Una mañana al bajar al metro,
en la entrada, había un músico callejero tocando la guitarra. A ella le gustó.
Al volver del trabajo seguía allí. Y también al día siguiente, en el mismo
lugar, cerca de la entrada o de la salida, según se mire. Allí estaba sujetando
su guitarra y apoyándose en la pared. Y al posterior a ese día también seguía
allí. Algunos le escuchaban, otros pasaban a su lado sin verle, los más le
echaban monedas. Ella empezó a pararse, cada día, cada mañana, cada tarde.
Podía estar allí, en frente suyo varios minutos, muchos. A veces, perdía la
noción del tiempo. Él siempre tocando la guitarra, con sus jerseys amplios, sus
vaqueros rotos y desgastados, y su gorro calado hasta las orejas. Resultaba
difícil verle la cara con el ir y venir de la gente y no ayudaba que él solo
mirase hacia su guitarra. Aun así, ahí estaba ella, observándole, escuchándole
sin querer irse a su casa, sin poder irse. Le gustaba estar allí, frente a él.
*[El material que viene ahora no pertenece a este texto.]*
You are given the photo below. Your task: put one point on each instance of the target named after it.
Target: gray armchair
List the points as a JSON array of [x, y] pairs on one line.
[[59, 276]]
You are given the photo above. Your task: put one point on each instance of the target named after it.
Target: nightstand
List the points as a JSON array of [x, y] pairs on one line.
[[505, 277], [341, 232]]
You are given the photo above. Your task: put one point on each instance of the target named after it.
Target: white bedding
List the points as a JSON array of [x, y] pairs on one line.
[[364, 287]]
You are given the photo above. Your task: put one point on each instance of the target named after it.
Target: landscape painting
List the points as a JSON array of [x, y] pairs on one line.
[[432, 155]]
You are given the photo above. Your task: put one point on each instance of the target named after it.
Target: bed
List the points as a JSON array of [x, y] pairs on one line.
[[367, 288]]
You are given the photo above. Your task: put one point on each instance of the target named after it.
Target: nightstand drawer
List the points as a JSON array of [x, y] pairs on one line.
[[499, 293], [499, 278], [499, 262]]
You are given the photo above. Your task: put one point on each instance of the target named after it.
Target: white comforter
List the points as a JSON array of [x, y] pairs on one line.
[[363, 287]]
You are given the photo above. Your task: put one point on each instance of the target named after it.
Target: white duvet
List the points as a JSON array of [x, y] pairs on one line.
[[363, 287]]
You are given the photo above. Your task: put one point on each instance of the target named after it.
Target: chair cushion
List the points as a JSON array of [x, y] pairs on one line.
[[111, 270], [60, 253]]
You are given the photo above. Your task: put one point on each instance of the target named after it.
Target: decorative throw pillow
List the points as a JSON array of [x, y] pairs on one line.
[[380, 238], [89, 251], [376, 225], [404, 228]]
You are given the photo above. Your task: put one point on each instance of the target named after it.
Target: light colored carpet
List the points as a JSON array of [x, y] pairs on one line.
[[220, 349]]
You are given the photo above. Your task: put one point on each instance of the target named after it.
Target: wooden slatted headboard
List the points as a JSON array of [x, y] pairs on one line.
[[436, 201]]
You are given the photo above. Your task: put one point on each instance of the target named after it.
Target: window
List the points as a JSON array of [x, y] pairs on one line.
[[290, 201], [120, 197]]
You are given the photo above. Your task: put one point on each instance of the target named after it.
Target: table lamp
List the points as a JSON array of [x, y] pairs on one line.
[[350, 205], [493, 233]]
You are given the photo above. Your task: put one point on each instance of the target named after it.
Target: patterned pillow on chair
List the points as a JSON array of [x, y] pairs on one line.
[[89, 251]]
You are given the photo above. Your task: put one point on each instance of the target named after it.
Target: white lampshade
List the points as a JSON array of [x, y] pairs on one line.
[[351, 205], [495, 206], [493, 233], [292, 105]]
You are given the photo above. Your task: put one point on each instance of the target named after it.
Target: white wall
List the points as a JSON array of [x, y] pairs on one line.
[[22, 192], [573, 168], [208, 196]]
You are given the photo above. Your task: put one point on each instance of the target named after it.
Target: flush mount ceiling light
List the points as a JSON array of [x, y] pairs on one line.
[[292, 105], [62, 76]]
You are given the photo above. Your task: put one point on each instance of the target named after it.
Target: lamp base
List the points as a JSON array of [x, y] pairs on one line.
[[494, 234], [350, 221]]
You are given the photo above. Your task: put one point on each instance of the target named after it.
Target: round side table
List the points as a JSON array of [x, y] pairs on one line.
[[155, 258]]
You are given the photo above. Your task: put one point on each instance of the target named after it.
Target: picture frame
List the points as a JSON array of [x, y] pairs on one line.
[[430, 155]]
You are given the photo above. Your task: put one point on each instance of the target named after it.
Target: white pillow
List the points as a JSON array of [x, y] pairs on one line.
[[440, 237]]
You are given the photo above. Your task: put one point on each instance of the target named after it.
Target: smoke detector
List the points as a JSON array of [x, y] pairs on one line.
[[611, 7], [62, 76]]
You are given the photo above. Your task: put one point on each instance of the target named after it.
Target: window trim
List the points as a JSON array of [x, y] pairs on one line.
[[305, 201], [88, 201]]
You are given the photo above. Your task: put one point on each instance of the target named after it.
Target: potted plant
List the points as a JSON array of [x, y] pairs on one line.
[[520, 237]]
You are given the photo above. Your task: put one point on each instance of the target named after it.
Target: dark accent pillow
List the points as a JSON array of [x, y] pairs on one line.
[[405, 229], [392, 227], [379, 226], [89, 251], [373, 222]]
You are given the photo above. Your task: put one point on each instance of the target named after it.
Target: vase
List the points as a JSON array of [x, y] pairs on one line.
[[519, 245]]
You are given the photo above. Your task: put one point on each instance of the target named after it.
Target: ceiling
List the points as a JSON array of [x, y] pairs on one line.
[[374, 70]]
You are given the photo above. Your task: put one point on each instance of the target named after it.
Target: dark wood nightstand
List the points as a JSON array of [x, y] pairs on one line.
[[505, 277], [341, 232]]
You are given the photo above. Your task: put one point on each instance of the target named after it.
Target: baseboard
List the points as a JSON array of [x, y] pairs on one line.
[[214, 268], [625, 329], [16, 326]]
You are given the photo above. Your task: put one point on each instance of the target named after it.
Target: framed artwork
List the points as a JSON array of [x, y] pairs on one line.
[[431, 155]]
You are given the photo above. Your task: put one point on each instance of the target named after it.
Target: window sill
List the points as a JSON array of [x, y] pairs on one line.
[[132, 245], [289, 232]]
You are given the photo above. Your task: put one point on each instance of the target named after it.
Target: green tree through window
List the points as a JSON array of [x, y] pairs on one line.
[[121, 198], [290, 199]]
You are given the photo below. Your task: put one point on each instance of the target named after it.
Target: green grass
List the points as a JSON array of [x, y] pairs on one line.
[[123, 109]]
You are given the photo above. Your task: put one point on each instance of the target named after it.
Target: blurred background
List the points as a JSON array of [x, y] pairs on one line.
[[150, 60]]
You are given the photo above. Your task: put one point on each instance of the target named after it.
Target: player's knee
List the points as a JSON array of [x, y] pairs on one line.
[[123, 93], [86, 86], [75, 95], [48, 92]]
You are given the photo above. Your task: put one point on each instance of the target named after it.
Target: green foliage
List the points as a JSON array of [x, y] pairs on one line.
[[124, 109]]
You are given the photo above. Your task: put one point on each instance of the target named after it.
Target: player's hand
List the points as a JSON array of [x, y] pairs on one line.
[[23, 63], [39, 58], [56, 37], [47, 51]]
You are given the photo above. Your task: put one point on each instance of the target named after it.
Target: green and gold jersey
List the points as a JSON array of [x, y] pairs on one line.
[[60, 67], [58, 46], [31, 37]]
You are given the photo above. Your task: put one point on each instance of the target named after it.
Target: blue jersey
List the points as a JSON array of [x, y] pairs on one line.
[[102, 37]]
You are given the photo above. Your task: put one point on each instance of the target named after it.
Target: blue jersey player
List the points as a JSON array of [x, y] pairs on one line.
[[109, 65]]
Y así pasaron los días, las semanas, incluso los meses.
Una
tarde como cualquier otra, después de subir las escaleras desde el andén
corriendo para llegar frente a él, no estaba. Le costaba respirar y no era por
el esfuerzo físico, no, era porque de repente sintió un fuerte agobio en el
pecho. Le faltaba el aire. Él ya no estaba. No estaba en su pared. Lo había
visto por la mañana, había escuchado su música aquella mañana, y ya no estaba
aquella tarde. ¿Se había ido? ¿Volvería a verle?
De
camino a casa consiguió tranquilizarse y pensar. Sólo era un músico callejero
al que veía en el metro, un desconocido al fin y al cabo. De hecho nunca había
hablado con él, sólo escuchado su música. No era para tanto, sin embargo seguía
sintiéndose mal. No podía evitarlo. Se daría un baño en cuanto llegase a casa y
se metería en la cama. Mañana será otro día, pensaba para sentirse mejor.
Le
escuchó. Llegando al portal escuchó su música. Era fruto de su imaginación, pensó,
incluso de su obsesión; se encogió, agachó la cabeza y se abrazó fuerte a sí
misma.
Era él. Estaba tocando en su portal,
junto a la puerta que ella tenía que abrir. Allí estaba con sus vaqueros rotos,
su jersey ancho y con su gorro, pero esta vez no miraba a su guitarra, le
miraba a ella. Le miró, le sonrió y le saludó. Dijo su nombre con voz temblorosa
y de los ojos de ella brotaron lágrimas que era incapaz de parar y su boca no
paraba de sonreír. No lo veía desde hacía más de ocho años, cuando ella aún
vivía con sus padres. Era su vecino. Su
vecino, su amigo, aquel chico con el que jugaba por el barrio, con el que se
divertía de adolescente, aquel con el que había crecido, con el que compartía todo
su tiempo entonces, sus risas, sus lloros, sus penas y alegrías, su amor de
niños y de adolescentes. Su todo. Aquel chico es hoy este chico. Su chico.
Feliz
día. Y no lo olvides, Sonríe, que sonreír es muy sano y gratuito.